First, let's define the concepts.
A hero has several roles in a story. His (or her) relationships, relatives, occupation, etc. help define them in terms of the plot, but the hero also plays an important part in keeping the reader's interest... and so, another role of a hero is to relate to the reader, thus in turn allowing the reader to relate back. Finally, a hero's motivation is usually a role, too. It might seem odd to think of it this way, but if Bob's motivation is, "I want a doughnut," then at least at the moment, his role in the story is to be the person trying to get a doughnut. (By similar logic, any person who is motivated to stop Bob from getting a doughnut will play the role of antagonist--assuming Bob is the protagonist in this tale.)
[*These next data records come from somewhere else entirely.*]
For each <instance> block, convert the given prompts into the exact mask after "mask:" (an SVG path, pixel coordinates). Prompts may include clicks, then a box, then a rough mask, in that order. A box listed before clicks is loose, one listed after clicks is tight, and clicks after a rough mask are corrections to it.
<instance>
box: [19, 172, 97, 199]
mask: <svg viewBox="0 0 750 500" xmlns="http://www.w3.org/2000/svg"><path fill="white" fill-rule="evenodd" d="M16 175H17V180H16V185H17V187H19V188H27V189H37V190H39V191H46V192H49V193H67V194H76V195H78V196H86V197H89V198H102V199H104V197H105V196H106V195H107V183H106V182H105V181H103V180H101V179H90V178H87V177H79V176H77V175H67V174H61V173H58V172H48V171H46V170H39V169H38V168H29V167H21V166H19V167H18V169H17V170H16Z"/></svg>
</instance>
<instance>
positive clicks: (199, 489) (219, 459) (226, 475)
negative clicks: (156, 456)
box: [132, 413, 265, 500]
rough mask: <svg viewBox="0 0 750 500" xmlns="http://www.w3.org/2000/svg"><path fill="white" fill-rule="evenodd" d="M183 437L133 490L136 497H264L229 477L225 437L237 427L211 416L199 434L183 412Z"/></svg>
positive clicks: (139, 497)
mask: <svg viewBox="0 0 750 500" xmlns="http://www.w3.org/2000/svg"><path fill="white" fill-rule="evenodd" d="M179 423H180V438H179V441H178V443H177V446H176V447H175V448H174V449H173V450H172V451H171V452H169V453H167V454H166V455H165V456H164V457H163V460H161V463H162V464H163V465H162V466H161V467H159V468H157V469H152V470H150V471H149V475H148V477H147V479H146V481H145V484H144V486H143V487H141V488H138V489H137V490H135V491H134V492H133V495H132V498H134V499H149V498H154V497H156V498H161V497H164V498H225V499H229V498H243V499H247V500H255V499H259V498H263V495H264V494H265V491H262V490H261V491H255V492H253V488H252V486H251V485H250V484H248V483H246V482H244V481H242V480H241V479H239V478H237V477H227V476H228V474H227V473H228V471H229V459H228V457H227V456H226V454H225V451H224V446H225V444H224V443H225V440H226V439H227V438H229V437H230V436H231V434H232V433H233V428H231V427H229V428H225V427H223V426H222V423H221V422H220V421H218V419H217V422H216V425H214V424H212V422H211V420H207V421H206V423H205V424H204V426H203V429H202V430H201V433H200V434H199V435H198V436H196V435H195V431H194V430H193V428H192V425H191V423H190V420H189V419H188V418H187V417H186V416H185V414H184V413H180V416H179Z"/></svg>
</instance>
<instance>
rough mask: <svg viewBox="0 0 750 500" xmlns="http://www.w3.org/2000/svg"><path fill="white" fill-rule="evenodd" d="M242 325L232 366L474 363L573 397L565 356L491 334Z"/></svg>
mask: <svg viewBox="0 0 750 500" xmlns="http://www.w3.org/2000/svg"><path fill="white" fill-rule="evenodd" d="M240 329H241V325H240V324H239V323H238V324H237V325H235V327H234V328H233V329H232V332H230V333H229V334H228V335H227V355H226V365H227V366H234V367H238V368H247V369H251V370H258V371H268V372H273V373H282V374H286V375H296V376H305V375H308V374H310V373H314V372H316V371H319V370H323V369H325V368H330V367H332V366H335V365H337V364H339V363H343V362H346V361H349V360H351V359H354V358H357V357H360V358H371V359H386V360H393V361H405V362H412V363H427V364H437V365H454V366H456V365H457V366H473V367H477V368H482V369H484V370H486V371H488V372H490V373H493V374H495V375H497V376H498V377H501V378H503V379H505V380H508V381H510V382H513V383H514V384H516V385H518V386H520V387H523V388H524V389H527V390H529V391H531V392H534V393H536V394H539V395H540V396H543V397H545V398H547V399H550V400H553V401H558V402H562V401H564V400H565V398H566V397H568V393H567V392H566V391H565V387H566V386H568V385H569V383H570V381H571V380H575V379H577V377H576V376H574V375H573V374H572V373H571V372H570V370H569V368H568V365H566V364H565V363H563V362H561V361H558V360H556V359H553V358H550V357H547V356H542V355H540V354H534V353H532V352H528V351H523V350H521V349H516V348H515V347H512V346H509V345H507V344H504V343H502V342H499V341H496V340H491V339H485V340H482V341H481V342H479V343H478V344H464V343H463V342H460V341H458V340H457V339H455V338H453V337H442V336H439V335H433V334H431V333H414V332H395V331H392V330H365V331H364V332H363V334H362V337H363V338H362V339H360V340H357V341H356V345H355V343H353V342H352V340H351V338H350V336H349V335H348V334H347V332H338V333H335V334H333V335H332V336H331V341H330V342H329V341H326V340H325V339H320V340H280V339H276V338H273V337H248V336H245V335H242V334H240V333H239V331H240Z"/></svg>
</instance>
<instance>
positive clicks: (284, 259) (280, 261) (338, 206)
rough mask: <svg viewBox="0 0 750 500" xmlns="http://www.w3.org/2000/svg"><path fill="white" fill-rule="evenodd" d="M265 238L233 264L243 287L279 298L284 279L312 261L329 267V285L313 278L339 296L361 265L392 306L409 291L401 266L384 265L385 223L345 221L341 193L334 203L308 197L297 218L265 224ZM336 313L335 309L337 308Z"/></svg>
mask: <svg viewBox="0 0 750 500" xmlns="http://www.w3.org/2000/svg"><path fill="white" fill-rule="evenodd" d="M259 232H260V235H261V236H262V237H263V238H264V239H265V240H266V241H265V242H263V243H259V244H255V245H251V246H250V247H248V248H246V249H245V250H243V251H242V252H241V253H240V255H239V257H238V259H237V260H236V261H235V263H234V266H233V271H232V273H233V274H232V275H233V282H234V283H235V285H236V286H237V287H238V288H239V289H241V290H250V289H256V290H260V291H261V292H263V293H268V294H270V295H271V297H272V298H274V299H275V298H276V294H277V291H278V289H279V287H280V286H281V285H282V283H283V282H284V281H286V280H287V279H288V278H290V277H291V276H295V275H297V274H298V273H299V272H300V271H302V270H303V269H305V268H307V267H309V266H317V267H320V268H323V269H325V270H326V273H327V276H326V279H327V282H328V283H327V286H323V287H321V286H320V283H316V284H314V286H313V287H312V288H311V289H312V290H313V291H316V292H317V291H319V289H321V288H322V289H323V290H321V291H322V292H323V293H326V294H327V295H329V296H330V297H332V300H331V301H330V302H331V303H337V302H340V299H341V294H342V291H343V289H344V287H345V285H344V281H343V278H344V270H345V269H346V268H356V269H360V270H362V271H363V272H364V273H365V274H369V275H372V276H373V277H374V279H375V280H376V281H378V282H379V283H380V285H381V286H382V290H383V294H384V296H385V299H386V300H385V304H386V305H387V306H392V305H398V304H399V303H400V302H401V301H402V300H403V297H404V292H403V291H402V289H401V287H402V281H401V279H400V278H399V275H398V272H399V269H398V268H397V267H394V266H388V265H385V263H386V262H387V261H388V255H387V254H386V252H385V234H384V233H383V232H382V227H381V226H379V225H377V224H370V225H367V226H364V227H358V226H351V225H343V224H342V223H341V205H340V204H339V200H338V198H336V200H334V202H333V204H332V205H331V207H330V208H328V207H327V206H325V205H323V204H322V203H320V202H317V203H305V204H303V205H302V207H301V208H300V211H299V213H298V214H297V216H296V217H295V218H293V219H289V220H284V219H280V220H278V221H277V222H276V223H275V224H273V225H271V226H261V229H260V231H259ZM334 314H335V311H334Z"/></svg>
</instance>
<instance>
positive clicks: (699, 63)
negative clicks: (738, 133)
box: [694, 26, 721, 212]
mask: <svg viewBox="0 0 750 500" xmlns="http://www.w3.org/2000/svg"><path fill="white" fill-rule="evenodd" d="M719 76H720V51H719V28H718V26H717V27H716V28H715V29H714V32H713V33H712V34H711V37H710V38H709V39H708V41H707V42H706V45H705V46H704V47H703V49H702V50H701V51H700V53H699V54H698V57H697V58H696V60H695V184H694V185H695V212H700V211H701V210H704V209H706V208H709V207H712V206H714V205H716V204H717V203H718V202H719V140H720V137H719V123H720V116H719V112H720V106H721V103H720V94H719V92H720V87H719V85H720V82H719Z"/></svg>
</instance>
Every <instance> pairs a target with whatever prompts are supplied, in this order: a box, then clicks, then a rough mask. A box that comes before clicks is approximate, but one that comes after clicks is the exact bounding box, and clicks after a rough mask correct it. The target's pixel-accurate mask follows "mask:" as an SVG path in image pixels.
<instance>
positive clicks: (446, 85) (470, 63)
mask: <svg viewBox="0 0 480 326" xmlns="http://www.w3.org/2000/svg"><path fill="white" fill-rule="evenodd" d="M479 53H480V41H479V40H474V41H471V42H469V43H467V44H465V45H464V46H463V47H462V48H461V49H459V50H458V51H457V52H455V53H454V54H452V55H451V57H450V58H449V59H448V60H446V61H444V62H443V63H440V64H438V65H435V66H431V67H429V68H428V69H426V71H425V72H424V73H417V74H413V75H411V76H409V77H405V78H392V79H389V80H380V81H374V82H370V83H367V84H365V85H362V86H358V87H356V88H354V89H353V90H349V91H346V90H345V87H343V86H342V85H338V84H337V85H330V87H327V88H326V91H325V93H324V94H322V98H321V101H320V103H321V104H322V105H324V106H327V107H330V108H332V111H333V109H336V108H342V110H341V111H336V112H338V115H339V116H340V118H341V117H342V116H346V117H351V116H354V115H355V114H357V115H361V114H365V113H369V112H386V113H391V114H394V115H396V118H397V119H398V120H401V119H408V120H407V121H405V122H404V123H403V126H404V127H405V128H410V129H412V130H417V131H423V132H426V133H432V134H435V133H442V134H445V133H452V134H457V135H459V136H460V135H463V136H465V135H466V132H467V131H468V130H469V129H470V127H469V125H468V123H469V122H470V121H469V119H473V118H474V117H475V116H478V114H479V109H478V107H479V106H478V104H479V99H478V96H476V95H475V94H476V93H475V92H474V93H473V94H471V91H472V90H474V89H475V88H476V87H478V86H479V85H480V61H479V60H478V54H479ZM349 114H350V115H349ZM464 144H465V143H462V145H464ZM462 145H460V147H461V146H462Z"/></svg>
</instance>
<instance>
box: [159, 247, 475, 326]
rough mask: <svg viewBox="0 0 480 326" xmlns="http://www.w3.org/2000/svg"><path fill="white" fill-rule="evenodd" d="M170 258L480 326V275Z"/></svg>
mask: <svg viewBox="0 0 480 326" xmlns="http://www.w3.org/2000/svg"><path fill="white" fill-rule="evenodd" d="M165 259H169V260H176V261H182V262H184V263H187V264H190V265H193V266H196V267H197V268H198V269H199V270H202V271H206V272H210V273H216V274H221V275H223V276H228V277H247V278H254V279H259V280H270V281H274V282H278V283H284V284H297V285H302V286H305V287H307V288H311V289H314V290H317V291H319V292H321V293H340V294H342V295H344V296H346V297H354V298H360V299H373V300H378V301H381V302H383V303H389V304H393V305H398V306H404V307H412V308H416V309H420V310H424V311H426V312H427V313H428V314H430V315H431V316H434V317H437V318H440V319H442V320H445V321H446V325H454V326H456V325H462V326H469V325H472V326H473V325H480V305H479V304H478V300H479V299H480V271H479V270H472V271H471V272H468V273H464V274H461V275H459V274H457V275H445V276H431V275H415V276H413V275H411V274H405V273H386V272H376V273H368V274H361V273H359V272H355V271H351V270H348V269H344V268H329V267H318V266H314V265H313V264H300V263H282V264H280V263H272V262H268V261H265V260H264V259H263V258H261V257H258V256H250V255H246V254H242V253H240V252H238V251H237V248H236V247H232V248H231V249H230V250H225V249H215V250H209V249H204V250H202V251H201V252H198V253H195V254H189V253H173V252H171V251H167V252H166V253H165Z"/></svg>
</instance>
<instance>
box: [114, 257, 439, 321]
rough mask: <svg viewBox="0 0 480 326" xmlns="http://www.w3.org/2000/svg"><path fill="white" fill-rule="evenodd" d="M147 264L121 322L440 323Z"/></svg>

Dynamic characterization is merely the principle that any character's roles (doesn't have to be the hero's) should change over the course of the story. A character who does not shift roles is static. But this is not all we mean by "dynamic characterization." The principle also states that the inward traits of the character should change over the course of the story.
The key to understanding dynamic heroes is that the shifts of their inner traits and their shift in roles go hand in hand, and furthermore, one is usually the cause of the other. Note that it can go both ways.
Your assignment: Consider, for a moment, the character Julie Smith.
Julie grew up in Milwaukee and was never rich. Her father died when she was thirteen, and her mother could not pay the bills on her own... So Julie worked to help her mother support the household (Julie has two younger brothers). Later, Julie became the first in her family to graduate from college. She wants to become a doctor and go to medical school... But her mother wants her to get a job and/or a husband, instead.
Write an entry in Julie's diary on the day she sends in her medical school applications against her mother's wishes. Hint: a good writer will do more than just recall the background; realize that this is another step along the road for Julie, and that her life will be different after this day because of her decision--whereas in the past, perhaps, her life-changing events had mostly been beyond her control. Show us what thoughts Julie has during this transition in her life. What is she afraid of (besides the obvious, confronting her mother)? What is her motivation? Why?